Our slides reflect this new segmentation and prior year numbers have been recast for comparative purposes. In addition the quarterly information for 2012 has been recast and is included in our supplemental pages provided with the earnings release. Full year 2009 and 2010, as well as quarterly 2011 recast numbers will be available later in the second quarter and will be posted to our website.

Slide 5 provides a look at our first quarter adjusted earnings compared to the first quarter of 2012, adjusted earnings increased by over $600 million to $1.4 billion. Midstream adjusted earnings were $83 million and this excludes a $27 million gain from the issuance of additional limited partner units by DCP Midstream partners which is DCP's MLP. The majority of the $25 million decline in earnings is driven primarily by lower NGL prices.

Chemicals earnings were $282 million, this was up $65 million mainly due to higher margins especially in olefins and polyolefins. Refining generated over $900 million in adjusted earnings and the $455 million increase was mainly due to stronger margins that benefited from higher markets spreads for distillates and gasoline along with improved feedstock advantage.

Marketing and specialties had adjusted earnings of $202 million an improvement of nearly $150 million over last year. Higher margins were responsible for most of this improvement.

And finally corporate and other costs this quarter were $95 million and this $25 million higher largely due to interest expense on debt taken on in 2012 related to the separation. I will cover each of these segments in more detail later in the webcast.

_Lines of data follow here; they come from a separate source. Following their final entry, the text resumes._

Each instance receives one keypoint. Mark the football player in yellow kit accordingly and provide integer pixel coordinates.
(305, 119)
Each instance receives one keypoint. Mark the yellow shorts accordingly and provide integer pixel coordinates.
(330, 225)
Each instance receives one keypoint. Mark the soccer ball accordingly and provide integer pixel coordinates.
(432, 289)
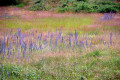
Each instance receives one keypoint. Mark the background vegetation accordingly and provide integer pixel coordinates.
(89, 6)
(76, 5)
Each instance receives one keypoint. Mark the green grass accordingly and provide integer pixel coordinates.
(94, 65)
(49, 23)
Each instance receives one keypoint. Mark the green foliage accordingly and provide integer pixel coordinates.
(80, 67)
(76, 5)
(21, 5)
(94, 54)
(38, 5)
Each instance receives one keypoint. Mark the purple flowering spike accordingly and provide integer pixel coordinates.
(2, 47)
(86, 44)
(91, 43)
(83, 44)
(76, 40)
(7, 41)
(41, 36)
(111, 38)
(51, 39)
(60, 33)
(24, 54)
(56, 41)
(8, 74)
(69, 40)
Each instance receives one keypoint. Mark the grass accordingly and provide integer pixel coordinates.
(95, 63)
(75, 67)
(49, 23)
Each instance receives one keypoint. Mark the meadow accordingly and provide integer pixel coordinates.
(41, 45)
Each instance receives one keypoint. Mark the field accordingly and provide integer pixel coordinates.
(42, 45)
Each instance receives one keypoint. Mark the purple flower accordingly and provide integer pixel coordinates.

Moving next to our first quarter cash flow, during the quarter we generated $1.8 billion in cash from operations, excluding working capital changes. Changes in working capital were a positive impact of $400 million with the net change primarily due to the timing of tax payments. We funded about $400 million of capital expenditures and investments and during the quarter we returned $576 million to the shareholders in the form of dividends and share repurchases. We ended the quarter with cash and cash equivalents of $4.8 billion.

As for our capital structure on slide 7, at quarter-end we had equity of $21 billion and our debt was $7 billion resulting in our debt to capital ratio remaining in the middle of our targeted range of 20% to 30%, taking into account our $4.8 billion ending cash balance, our net debt to capital ratio was 9% at the end of the first quarter.

Next we will cover each of our operating segments in more detail, starting with Midstream on slide 8. As mentioned earlier the Midstream segment now includes our transportation assets in addition to our equity interest in DCP Midstream and our NGL operations. The transportation business includes pipelines, terminals, railcars, and trucks that were previously embedded as a part of our R&M segment. The annualized return on capital employed for Midstream was 11% based on an average capital employed of $3.1 billion.

Slide 9 shows Midstream’s adjusted earnings of $83 million along with the variances from the prior year for the three main business lines.

Adjusted earnings from DCP Midstream decreased by $31 million this quarter primarily due to lower NGL prices and to a lesser degree reduced volumes. NGL prices continue to be challenged down 26% compared to the first quarter of 2012. The volume decrease was in part due to mechanical and also to weather-related issues.

NGL operations earnings were down $10 million partly due to inventory impacts from exiting the wholesale propane marketing business that occurred during the first quarter of 2013. Transportation was up $16 million mainly due to new and increased throughput fees as we started converting our pipelines to market rates. Additional information on the transportation business line can be found in the midstream section of our reporting supplement.

On the next slide, we will move to a discussion of our chemical segment. Our chemical segment had another solid quarter. The olefins and polyolefins business continued to benefit from strong margins. The capacity utilization rate this quarter for O&P was 91% and it was negatively impacted by the power outage at the Sweeny facility and the continuing ramp up of operations of the Saudi Polymers Company joint venture.

In Specialties, Aromatics & Styrenics, benzene margins improved however this was mostly offset by additional turnarounds during the quarter. The annualized return on capital employed for our chemical segment was 31% and this is based on an average capital employed of $3.6 billion.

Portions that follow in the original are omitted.